When the rule of the cited cases is applied to the statute under consideration, it is clear that it was the legislative purpose and intent that the crime defined would be committed in any one of three ways: (1) by conveying an instrument into a place of confinement with the intent to facilitate a prisoner’s escape; (2) by aiding a prisoner to escape or attempt to escape; or (3) by concealing or assisting a prisoner after he has so escaped. Intent is an element of only the first. Since the defendant was here indicted and tried for “aiding, abetting, and assisting” in an attempted escape, intent was not a material element of the crime and need not have been alleged.
Next, defendant argues in several different ways that the “Aiding Escape Statute” is unconstitutional because it punishes only the aider, and not the escapee. It is urged that this creates an arbitrary and unreasonable classification. Although arbitrary and capricious legislation is prohibited, a reasonable classification based upon some natural principle of public policy will be sustained. (People v. Gordon, 274 Ill. 462.) An equally familiar point of decision is that it is strictly within the province of the legislature to declare what conduct shall or shall not be punished. (People v. Nicholson, 401 Ill. 546; People v. Hawkinson, 324 Ill. 285.) By the statute under which defendant was charged, the legislature saw fit to provide punishment for the person aiding an escape, but not the one aided. When it is considered that the danger of escape is considerably increased by outside intervention or internal collusion by persons other than the prisoner, thus rendering inadequate *391protective measures which would otherwise be sufficient, we think it only natural and reasonable that the legislature made the classification it did in seeking to combat the increased dangers of escape. There being a substantial rather than a fancied difference between the policy to be subserved in punishing those aiding an escape, as distinguished from those who were aided, we must conclude that the classification is neither arbitrary, discriminatory nor unreasonable.

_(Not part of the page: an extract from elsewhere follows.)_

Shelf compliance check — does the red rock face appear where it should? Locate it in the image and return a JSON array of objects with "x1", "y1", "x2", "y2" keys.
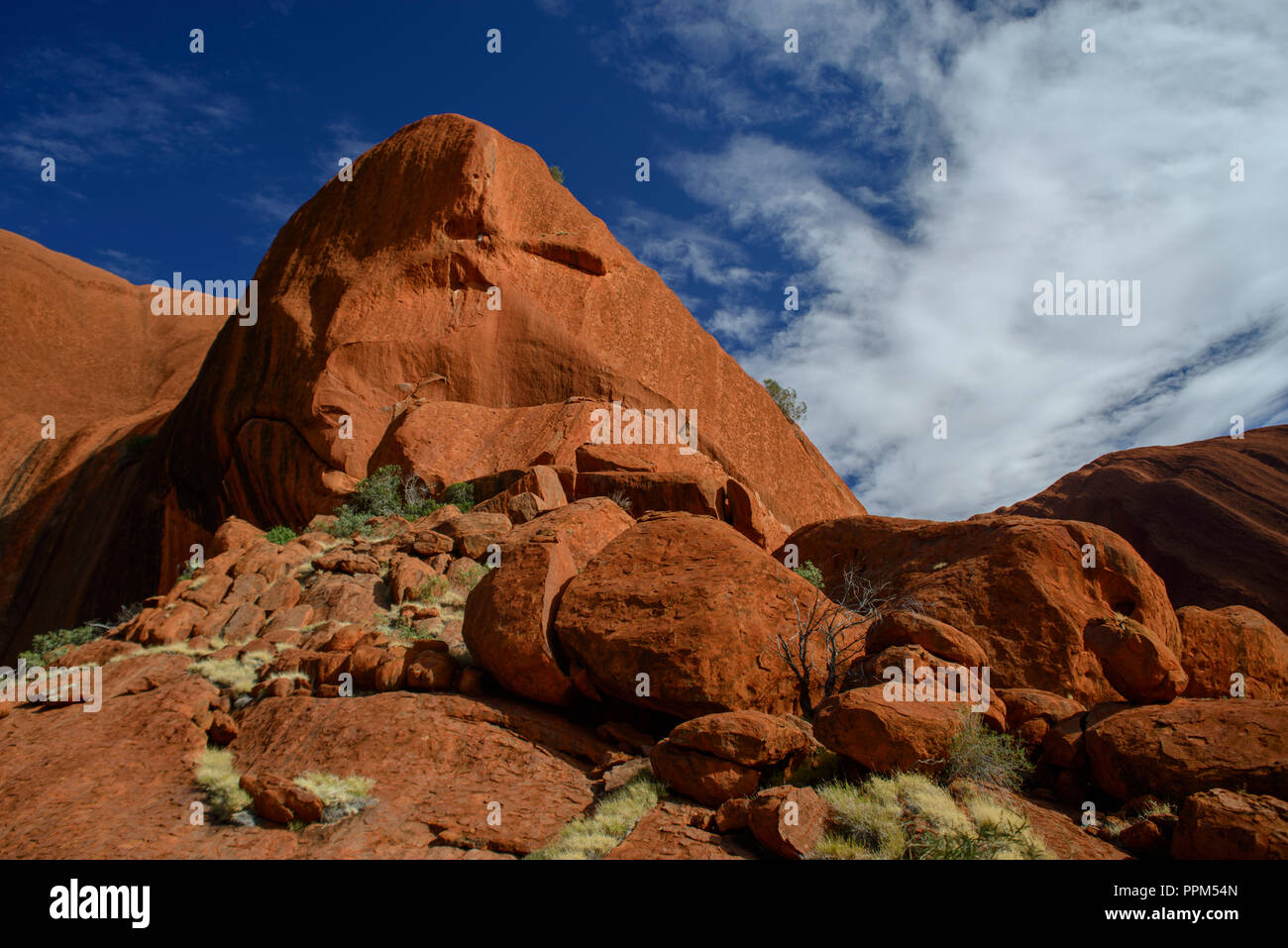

Within the same point of argument, defendant also rationalizes as to what the construction and constitutional status of the statute would be if one aided the escape of a person lawfully detained but not yet convicted. Inasmuch as this issue is not presented by the facts in the record before us, we are without any basis to explore the possibilities suggested.
When pronouncing the last consecutive sentence against defendant, the court further ordered that “The said defendant, Leonard J. Vraniak, be taken from the bar of the court to the Common Jail of Cook County, and from thence by the Sheriff of Cook County to the Illinois State Penitentiary, and be delivered to the Department of Public Safety, and the said Department of Public Safety is hereby required and commanded to take the body of the said Defendant Leonard J. Vraniak and confine him in said Penitentiary, according to law, from and after delivery thereof until discharged according to law. * * (Emphasis supplied.) Defendant contends that since a sentence cannot be both delayed and immediately executed, it was vague, indefinite and uncertain. We expressly held in People v. Ferguson, 410 Ill. 87, that such language was intended not as fixing a definite date for the commencement of a particular sentence but rather as a direction for the immediate disposition of the prisoner. In all other respects it must be treated as surplusage. As authority upon this point, defendant relies heavily upon People v. Hardgrave *392406 Ill. 211. In refutation, we need point out only that the Hardgrave case was specifically overruled by the Ferguson decision.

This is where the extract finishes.